I love this movie and I think Rob Zombie deserves more credit for its considerable accomplishments.  If his first movie was about Michael Myers, this movie is about Laurie (Scout Taylor-Compton, who's real good).


H2 accomplishes what the new Halloween and the OG Halloween 2 couldn't with regard to aftermath.  The movie picks up immediately after the events of Halloween - her in the hospital broken and bloodied, not a wig in sight.  Laurie isn't bionic, she's a girl who didn't ask to be a survivor.


She has to live with the trauma inflicted upon her every day.  How does anyone not let that define them?  This movie tries to dig into that - showing Laurie in therapy and trying in vain to move on until ultimately confronting her aggressor head on.  This is a great example of what horror movies can be in the right, thoughtful, hands.

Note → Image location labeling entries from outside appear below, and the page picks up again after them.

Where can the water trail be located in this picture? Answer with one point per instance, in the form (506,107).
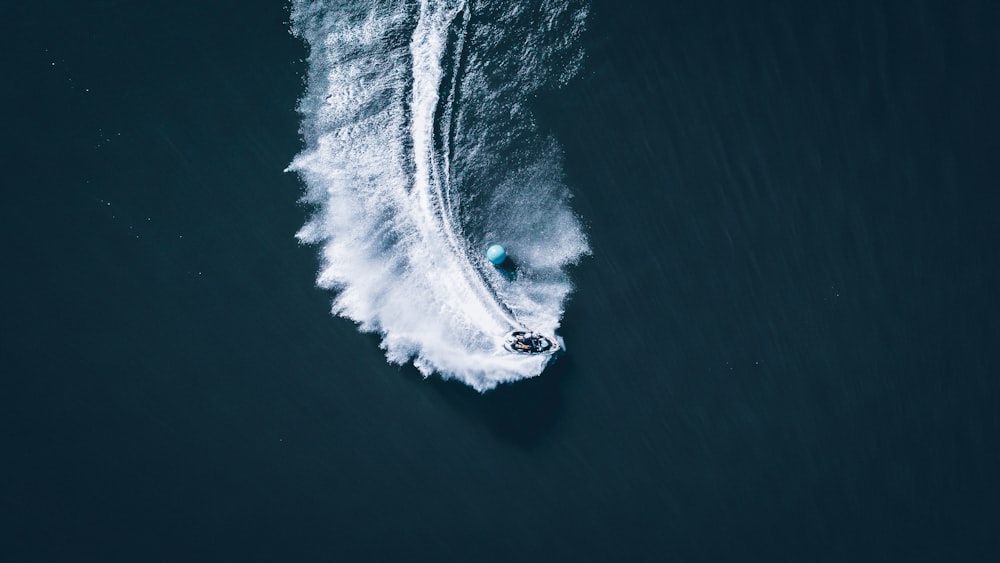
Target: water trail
(419,152)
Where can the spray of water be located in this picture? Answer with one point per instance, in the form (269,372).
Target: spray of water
(419,152)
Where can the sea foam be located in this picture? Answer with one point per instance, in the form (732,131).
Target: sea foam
(420,151)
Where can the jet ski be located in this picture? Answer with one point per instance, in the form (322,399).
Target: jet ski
(528,342)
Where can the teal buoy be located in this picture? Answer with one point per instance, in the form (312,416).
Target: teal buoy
(496,254)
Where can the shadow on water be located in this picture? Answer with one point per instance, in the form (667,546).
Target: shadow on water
(521,413)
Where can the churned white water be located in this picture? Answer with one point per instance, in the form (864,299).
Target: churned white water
(420,152)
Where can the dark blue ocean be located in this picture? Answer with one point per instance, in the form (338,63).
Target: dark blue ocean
(765,231)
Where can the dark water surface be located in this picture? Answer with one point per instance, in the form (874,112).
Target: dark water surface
(782,348)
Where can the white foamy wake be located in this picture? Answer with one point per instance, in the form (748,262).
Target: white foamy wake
(419,152)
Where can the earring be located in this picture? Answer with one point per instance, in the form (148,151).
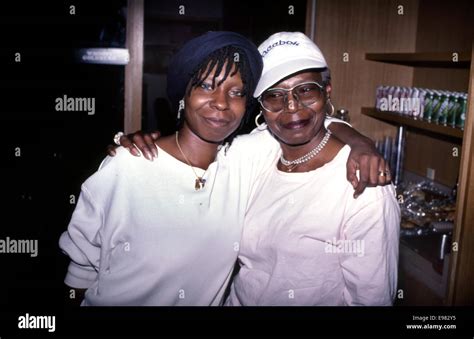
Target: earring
(332,107)
(256,120)
(181,107)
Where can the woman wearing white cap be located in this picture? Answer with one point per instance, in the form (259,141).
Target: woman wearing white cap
(306,241)
(260,149)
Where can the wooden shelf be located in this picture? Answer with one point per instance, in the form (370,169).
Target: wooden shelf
(400,119)
(423,59)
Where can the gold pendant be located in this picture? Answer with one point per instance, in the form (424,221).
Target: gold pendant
(200,182)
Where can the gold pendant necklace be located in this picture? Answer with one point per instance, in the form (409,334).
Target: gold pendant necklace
(200,181)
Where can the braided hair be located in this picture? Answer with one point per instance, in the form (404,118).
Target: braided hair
(232,58)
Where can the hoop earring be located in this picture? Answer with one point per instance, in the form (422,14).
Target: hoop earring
(256,120)
(332,107)
(181,108)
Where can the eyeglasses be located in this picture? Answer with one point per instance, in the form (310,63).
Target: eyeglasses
(307,93)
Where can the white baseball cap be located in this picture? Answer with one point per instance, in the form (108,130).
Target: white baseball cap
(286,53)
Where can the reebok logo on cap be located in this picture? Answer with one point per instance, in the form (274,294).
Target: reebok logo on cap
(279,43)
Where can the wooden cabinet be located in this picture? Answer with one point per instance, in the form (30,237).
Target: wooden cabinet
(460,289)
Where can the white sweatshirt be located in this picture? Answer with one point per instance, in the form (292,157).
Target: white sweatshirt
(307,241)
(142,235)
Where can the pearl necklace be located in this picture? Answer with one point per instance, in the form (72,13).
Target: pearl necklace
(308,156)
(200,181)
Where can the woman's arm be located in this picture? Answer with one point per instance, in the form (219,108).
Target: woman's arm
(363,157)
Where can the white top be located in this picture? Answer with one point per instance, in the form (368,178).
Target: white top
(307,241)
(142,235)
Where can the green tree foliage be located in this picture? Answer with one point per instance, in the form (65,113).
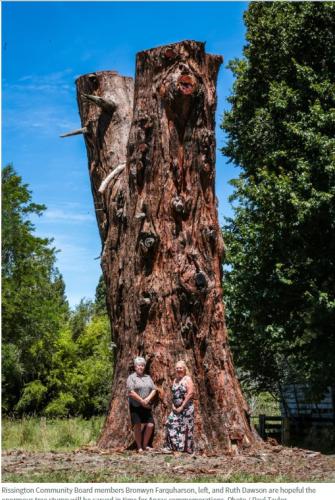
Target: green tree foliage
(33,301)
(279,279)
(82,372)
(55,361)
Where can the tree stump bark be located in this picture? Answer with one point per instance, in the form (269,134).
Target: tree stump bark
(162,244)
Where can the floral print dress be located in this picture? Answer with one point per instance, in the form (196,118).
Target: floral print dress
(180,426)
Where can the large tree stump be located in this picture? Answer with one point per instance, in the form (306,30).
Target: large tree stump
(162,244)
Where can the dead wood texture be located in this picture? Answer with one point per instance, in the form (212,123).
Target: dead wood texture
(162,244)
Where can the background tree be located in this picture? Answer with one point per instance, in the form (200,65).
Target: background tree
(279,279)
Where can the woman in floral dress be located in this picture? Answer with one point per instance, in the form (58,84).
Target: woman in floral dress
(180,422)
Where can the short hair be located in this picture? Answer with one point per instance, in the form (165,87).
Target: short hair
(139,361)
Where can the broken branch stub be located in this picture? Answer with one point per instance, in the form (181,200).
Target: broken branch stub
(105,101)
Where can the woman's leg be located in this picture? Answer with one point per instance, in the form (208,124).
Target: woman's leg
(138,435)
(149,427)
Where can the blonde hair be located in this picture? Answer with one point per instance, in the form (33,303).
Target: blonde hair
(184,365)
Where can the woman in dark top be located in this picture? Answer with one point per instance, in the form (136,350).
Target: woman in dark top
(141,391)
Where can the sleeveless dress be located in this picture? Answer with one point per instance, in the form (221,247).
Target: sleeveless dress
(180,426)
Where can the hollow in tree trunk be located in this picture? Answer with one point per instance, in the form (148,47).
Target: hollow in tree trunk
(153,181)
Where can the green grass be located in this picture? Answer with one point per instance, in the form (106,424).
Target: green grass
(104,475)
(41,434)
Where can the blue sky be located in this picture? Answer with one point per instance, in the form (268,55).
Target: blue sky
(45,46)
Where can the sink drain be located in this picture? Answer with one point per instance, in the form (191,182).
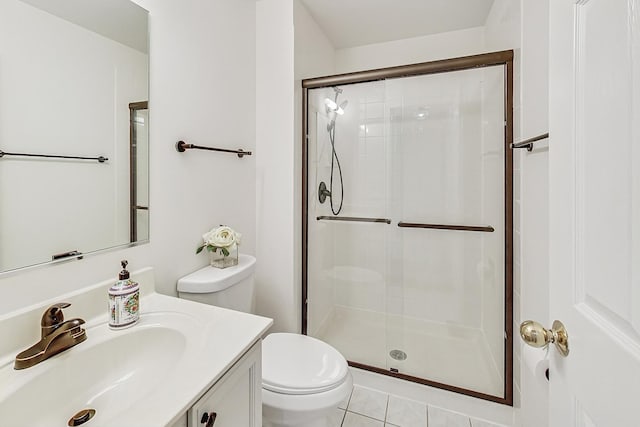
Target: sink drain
(398,355)
(81,417)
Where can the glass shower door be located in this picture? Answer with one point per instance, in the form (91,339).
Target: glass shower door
(408,206)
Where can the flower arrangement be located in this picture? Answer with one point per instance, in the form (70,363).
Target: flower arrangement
(223,239)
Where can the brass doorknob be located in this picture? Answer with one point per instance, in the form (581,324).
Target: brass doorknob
(536,335)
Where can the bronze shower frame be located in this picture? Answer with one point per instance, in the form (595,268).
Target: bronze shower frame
(504,58)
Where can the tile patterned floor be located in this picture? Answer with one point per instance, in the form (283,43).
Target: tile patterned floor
(372,408)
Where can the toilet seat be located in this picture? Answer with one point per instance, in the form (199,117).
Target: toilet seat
(297,364)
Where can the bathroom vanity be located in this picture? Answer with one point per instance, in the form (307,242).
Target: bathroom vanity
(183,364)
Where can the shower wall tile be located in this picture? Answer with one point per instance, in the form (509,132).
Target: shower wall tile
(482,423)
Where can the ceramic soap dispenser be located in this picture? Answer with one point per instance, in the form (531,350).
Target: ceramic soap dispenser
(124,301)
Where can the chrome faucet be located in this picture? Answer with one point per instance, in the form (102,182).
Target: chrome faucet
(57,335)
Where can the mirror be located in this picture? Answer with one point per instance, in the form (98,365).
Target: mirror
(73,128)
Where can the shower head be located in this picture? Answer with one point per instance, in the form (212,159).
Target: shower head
(333,107)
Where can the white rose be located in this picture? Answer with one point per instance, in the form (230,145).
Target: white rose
(222,237)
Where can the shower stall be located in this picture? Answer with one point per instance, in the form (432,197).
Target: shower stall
(407,221)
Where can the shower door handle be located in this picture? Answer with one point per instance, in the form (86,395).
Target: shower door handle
(536,335)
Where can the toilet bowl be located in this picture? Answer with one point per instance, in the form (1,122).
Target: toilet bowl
(303,379)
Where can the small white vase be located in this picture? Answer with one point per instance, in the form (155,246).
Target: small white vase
(218,260)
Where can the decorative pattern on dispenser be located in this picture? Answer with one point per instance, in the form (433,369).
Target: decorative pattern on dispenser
(124,300)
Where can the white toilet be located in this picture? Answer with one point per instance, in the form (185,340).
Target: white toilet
(303,379)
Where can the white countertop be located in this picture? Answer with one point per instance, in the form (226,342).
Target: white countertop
(213,338)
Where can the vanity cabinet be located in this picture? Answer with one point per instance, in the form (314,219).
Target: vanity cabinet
(235,399)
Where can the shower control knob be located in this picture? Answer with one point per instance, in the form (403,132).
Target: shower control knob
(536,335)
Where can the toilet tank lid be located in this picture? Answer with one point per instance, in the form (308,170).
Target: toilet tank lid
(211,279)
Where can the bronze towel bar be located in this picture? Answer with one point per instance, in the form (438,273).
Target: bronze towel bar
(182,146)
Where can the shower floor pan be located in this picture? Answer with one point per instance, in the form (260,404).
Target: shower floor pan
(447,354)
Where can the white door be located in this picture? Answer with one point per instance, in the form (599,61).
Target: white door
(594,164)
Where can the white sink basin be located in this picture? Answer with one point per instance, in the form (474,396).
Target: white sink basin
(109,372)
(147,375)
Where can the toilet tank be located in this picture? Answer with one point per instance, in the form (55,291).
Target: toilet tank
(231,287)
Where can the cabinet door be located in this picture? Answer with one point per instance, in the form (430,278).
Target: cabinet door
(236,399)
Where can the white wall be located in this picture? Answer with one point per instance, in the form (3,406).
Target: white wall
(532,271)
(523,26)
(411,51)
(51,104)
(277,287)
(202,90)
(314,55)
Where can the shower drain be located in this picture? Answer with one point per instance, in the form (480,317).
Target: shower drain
(398,355)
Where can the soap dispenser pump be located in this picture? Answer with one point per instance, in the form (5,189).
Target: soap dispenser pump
(124,300)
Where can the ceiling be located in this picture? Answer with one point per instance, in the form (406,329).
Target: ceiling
(349,23)
(120,20)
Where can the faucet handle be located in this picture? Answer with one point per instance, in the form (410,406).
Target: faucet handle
(53,316)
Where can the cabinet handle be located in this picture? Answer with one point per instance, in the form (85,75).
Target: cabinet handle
(210,419)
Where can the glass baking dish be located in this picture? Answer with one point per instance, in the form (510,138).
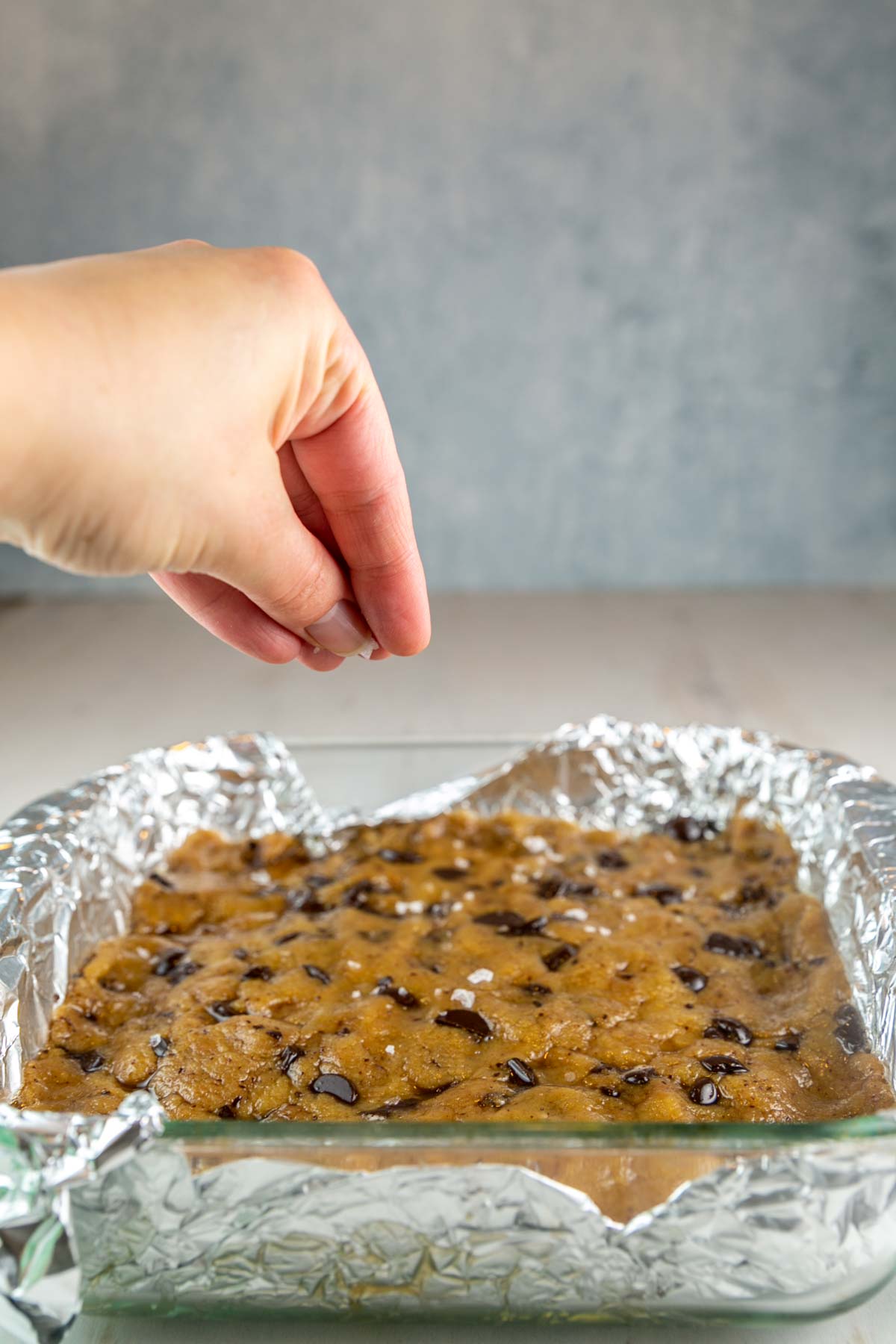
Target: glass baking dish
(625,1169)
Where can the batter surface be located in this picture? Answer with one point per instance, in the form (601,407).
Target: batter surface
(467,968)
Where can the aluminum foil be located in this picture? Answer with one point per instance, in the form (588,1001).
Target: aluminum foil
(112,1211)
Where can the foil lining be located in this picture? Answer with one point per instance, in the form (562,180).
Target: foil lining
(113,1211)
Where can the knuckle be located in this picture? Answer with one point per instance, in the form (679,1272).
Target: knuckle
(304,596)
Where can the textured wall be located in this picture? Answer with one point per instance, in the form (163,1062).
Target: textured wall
(625,268)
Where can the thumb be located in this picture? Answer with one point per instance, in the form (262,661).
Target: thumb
(282,569)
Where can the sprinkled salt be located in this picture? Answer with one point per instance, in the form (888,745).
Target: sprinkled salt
(413,907)
(535,844)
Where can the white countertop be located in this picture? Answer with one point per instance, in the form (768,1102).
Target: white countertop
(87,683)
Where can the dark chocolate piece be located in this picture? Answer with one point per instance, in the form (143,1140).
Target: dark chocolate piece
(336,1086)
(729,1028)
(723,1065)
(401,856)
(467,1019)
(849,1030)
(316,974)
(638,1077)
(521,1074)
(704,1093)
(731,947)
(691,977)
(559,956)
(398,992)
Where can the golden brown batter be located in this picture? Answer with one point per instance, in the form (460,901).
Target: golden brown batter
(469,968)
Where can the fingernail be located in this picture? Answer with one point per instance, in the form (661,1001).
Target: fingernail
(343,631)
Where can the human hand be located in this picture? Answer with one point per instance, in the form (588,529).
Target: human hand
(207,416)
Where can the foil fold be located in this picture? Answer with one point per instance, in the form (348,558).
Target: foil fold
(113,1211)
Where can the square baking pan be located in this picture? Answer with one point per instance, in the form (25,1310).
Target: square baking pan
(492,1221)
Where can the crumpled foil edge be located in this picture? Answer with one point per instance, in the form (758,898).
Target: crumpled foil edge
(496,1236)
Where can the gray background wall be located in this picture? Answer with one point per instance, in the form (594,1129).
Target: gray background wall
(625,268)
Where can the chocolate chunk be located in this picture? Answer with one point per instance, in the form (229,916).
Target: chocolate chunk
(521,1074)
(691,977)
(307,902)
(689,830)
(336,1086)
(401,856)
(465,1019)
(612,859)
(316,974)
(548,889)
(723,1065)
(849,1030)
(731,947)
(512,924)
(662,892)
(358,893)
(180,972)
(729,1028)
(559,956)
(114,987)
(168,960)
(393,1108)
(492,1101)
(638,1077)
(287,1057)
(704,1093)
(89,1060)
(398,992)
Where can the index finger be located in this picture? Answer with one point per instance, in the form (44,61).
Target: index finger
(355,472)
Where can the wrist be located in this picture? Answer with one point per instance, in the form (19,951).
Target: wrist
(26,374)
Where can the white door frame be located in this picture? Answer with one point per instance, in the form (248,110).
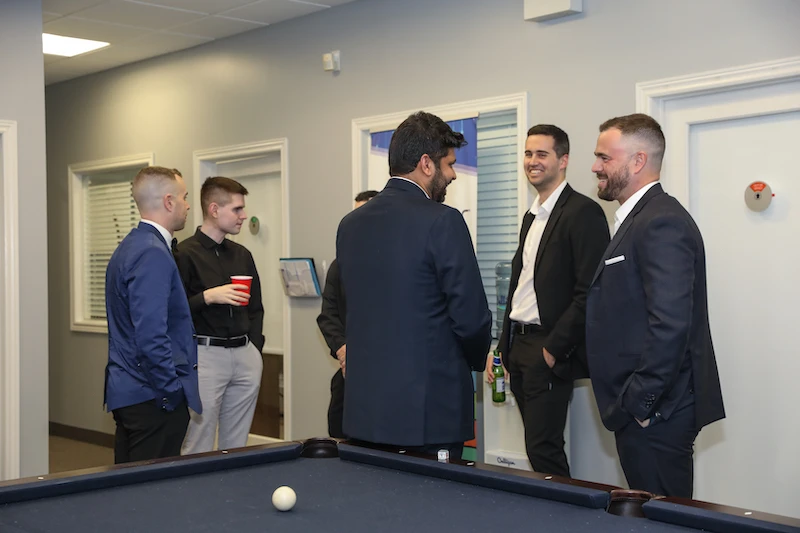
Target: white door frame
(363,127)
(248,150)
(652,98)
(9,329)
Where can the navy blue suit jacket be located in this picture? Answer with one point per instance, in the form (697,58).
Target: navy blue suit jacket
(648,339)
(152,352)
(417,319)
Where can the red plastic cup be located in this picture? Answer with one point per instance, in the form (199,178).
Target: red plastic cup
(243,280)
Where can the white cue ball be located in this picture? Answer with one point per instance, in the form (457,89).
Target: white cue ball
(284,498)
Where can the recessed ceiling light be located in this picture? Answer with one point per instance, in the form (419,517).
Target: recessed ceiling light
(58,45)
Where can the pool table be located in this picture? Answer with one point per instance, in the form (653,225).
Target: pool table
(344,487)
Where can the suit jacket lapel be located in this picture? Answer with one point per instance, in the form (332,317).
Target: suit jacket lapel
(626,224)
(527,221)
(552,220)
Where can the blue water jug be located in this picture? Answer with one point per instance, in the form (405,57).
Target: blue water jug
(503,280)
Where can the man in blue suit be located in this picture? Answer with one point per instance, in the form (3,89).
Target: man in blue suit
(417,317)
(151,375)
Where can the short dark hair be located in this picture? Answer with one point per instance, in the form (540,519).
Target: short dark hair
(419,134)
(219,190)
(643,127)
(560,137)
(363,196)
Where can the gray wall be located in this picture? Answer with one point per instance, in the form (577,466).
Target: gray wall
(22,100)
(395,55)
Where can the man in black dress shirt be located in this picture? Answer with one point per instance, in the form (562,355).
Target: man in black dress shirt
(331,323)
(227,320)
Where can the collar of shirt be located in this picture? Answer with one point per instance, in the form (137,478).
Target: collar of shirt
(162,230)
(628,205)
(207,241)
(546,208)
(414,182)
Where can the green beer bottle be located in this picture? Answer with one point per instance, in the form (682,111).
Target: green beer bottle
(499,383)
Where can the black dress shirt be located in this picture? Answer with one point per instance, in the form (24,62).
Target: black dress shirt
(204,264)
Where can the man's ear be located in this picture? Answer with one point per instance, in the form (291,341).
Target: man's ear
(427,165)
(639,161)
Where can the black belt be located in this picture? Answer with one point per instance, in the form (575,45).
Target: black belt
(525,329)
(230,342)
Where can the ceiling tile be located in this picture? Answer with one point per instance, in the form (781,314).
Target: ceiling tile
(92,29)
(50,59)
(216,27)
(67,7)
(203,6)
(272,11)
(136,14)
(330,3)
(47,17)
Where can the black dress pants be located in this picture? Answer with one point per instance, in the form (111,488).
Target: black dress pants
(543,400)
(145,431)
(336,407)
(659,458)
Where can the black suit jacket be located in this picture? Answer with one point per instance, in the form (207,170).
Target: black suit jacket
(417,319)
(648,338)
(332,319)
(574,239)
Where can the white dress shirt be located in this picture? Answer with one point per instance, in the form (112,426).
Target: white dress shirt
(414,182)
(628,205)
(162,230)
(524,305)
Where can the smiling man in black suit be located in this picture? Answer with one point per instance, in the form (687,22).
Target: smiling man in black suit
(648,339)
(562,238)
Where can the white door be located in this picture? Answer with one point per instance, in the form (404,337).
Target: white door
(751,458)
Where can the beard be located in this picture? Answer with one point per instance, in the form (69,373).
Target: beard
(439,186)
(615,184)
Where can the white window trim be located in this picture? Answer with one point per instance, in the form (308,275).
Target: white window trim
(10,343)
(363,127)
(77,174)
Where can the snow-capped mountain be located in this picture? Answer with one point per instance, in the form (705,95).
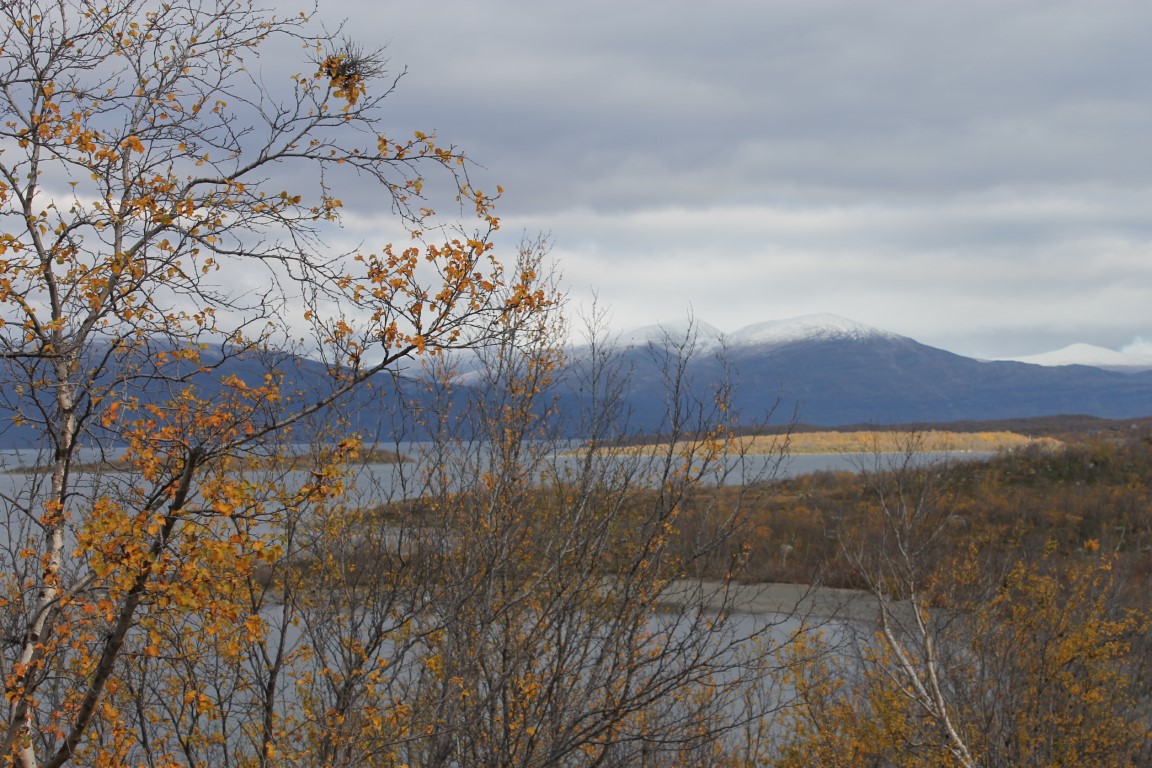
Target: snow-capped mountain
(808,327)
(830,370)
(1099,357)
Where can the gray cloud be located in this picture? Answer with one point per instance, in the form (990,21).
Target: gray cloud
(971,174)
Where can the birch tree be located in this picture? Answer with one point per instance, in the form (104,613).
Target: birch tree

Watch the first 25 minutes and you'll see.  This has the best use of horror movie rain - the best use of the Moody Blues - it's the best film to feature Caroline Williams and academy award winner Octavia Spencer and Margot fucking Kidder and it has the franchise best Halloween costumes.

2.

This movie honors Laurie Strode and Jamie Lee.  The newest movie turns Laurie into a hysterical gun nut who's somehow able to teleport to crime scenes and forests with her armory at a moment's notice to scream at people about Michael Myers (like Loomis in the sequels).  H20 (directed by Steve Miner, who made what's arguably the best Friday the 13th movie) respects Laurie's struggles with PTSD and the myriad of ways it impacts her family and personal development.  Also, the kids are great and it's got LL Cool J.


1.
Halloween (1978)

Duh.


Watching these movies in succession, it's clear that this is a franchise about female trauma.  The first movie was a slasher movie about babysitters that just so happened to have the alchemy of a masterpiece (music, performance and production all came together).  The Halloween sequels deal with the fallout of that one night and the only way forward for this franchise is to have these movies come from women.  It's not up to men to dictate Laurie's story.  Sorry 'bout it.


With that, I'm going to lie down.  Totally.